Properties of colour

Warm and cool colours
Cool - Blues and greens can introduce a cool mood into a room. The level of coolness will depend on the intensity of the colours. Cool colours may also be used to change the appearance of a room, pushing back walls and furnishings and making the room appear more spacious. They look best in a room with a sunny exposure, where the colours counteract some of the strength of the direct sun. They should be avoided in shaded rooms.

Blues and greens can introduce a cool mood into a room

Warm - Warm colours, such as red and apricot, have an opposite effect, closing in the walls of a room. If the room is large, its dimensions seem decreased. Warm colours look their best in a not so bright room with southern light, so that the bright effect of the sunny colours is not too overbearing.

Guidelines for using colour
Nature conditions us to expect balance and harmony. It offers us guidelines for the use of colour and provides us with some basic principles.

The darkest value at our feet e.g. forest floor, the medium level at eye level e.g. tree trunks, the lightest value above us e.g. sky.

Consider carefully before deviating from these natural guidelines. Use the most intense hues and values in areas occupied for short periods of time, such as formal dining rooms, hallways, staff lunchrooms, laundries and entrances. Avoid monotony and treat the eye and psyche to at least a moderate variety. Visual stimulus or relief is vital. Harmonious colour selections are created by a pleasing relationship of the three dimensions of colour: hue, intensity and value.

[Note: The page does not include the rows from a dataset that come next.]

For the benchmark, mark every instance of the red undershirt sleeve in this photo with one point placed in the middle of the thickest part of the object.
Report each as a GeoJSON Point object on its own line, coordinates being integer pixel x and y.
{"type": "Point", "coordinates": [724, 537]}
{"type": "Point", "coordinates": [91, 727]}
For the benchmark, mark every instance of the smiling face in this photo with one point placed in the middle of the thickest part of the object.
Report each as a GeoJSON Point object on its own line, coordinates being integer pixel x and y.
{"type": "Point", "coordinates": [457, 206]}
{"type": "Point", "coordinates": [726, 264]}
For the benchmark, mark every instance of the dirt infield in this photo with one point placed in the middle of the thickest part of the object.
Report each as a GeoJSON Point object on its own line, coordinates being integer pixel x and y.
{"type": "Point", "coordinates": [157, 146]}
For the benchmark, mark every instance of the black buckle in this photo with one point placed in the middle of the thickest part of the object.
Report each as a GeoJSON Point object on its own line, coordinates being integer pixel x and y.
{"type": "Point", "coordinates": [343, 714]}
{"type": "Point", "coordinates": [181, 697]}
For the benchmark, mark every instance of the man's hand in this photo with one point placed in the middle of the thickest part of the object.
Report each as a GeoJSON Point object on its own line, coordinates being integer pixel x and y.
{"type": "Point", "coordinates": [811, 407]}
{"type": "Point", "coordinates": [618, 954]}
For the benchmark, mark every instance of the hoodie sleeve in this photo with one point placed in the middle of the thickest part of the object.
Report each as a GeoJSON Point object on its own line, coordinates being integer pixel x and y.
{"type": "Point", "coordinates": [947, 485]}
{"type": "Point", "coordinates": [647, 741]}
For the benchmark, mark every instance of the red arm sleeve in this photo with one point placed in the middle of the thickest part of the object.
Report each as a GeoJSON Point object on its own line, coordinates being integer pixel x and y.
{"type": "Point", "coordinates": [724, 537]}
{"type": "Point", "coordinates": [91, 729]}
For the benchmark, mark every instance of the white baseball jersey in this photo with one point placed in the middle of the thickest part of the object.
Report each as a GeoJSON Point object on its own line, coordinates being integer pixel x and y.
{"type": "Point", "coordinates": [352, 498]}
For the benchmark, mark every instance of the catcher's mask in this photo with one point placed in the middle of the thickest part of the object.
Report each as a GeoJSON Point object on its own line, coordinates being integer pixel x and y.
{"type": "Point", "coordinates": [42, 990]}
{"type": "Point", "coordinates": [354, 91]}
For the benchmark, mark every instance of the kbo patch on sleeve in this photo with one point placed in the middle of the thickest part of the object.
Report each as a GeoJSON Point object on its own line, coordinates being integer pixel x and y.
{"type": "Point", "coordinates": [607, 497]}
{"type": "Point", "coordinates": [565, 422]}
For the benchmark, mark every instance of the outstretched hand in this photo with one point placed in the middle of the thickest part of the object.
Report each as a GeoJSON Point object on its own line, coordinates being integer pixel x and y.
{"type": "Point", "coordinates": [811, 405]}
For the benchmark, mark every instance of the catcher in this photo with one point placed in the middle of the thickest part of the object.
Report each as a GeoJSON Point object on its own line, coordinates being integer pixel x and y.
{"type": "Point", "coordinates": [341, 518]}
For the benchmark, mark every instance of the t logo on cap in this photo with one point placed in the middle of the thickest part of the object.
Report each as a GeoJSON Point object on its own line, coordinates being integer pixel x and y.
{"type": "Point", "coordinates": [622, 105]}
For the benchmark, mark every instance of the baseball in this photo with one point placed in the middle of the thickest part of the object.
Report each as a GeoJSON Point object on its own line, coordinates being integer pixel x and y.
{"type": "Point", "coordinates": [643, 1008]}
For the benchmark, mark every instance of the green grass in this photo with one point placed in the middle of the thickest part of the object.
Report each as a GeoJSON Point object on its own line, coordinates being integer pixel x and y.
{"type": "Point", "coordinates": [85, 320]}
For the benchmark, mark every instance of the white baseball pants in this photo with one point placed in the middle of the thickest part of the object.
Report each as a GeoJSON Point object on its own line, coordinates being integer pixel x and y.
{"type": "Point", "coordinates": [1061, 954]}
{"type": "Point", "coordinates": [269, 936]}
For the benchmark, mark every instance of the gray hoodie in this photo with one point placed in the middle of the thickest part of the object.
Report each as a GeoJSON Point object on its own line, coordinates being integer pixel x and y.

Using correct proportions of colour ensures that your scheme will be aesthetically pleasing. A touch of contrasting colour may be lively and exciting but too much can become uncomfortable. On the other hand, too much moderation produces dullness. Personal taste and preferences are the most important considerations in choosing a colour scheme.

Think of colour as a chameleon:

Finally, think about proportions of colours. A basic rule using two thirds one colour and one third another is always successful.

Colour balance
When a colour dominates its immediate surroundings in terms of hue, intensity or value, it may create imbalance. If we visualise colour in terms of weight, we can readily imagine that an area of dominant colour is 'heavier' than an equal area of subordinate colour. In developing a balanced colour scheme, it is important to take into account the 'weight' of each colour.

Colour balance

These two colours (1) have the same intensity, but the blue colour is darker in value. Even if equal areas of both colours are used, blue will be dominant.

If two colours have the same value (2), they may still be unbalanced if there is a difference in intensity of colour. Here the darker colour dominates.

Proportion, contrast and effects with colour
Use colour to create an illusion. Colour can highlight the good features of a room and camouflage defects. Different colours affect the way we view a room. Warm colours, such as yellows and reds, tend to advance and make the walls seem closer. They are therefore a good choice for large, uninviting rooms you want to make more intimate and welcoming. Cool colours, such as greens and blues, tend to recede and make the walls seem further away. This makes them a good choice for small, narrow rooms that you want to seem more spacious.

The way you combine colours can also significantly alter your perception of a room.

Create colour harmony with a colour wheel

Monochromatic and complementary colours

Monochromatic and complementary colours

Where colour groups lie


R (Red) = 357-39 inclusive
O (Orange) = 40-69 inclusive
Y (Yellow) = 70-90 inclusive
G (Green) = 91-204 inclusive
B (Blue) = 205-284 inclusive
V (Violet) = 285-356 inclusive
N (Neutral) = Saturation of 0-8
BR (Brown) = Luminance of 0-39, saturation of 4-10 or luminance of 40-80, saturation of 4-25
M (Metallic) = Colours derived from metallic tones

Luminance is a brightness measure and describes the amount of light that is reflected from a flat, painted surface. Luminance is an indicator of how bright the paint will appear. Luminance decreases when adding grey or black paint to either a pure colour or lighter hues of a colour.

Saturation means purity and refers to the intensity of a specific hue (colour). It is based on the colour's purity; a highly saturated hue has a vivid, intense colour, while a less saturated hue appears more muted and grey. With no saturation at all, the hue becomes a shade of grey.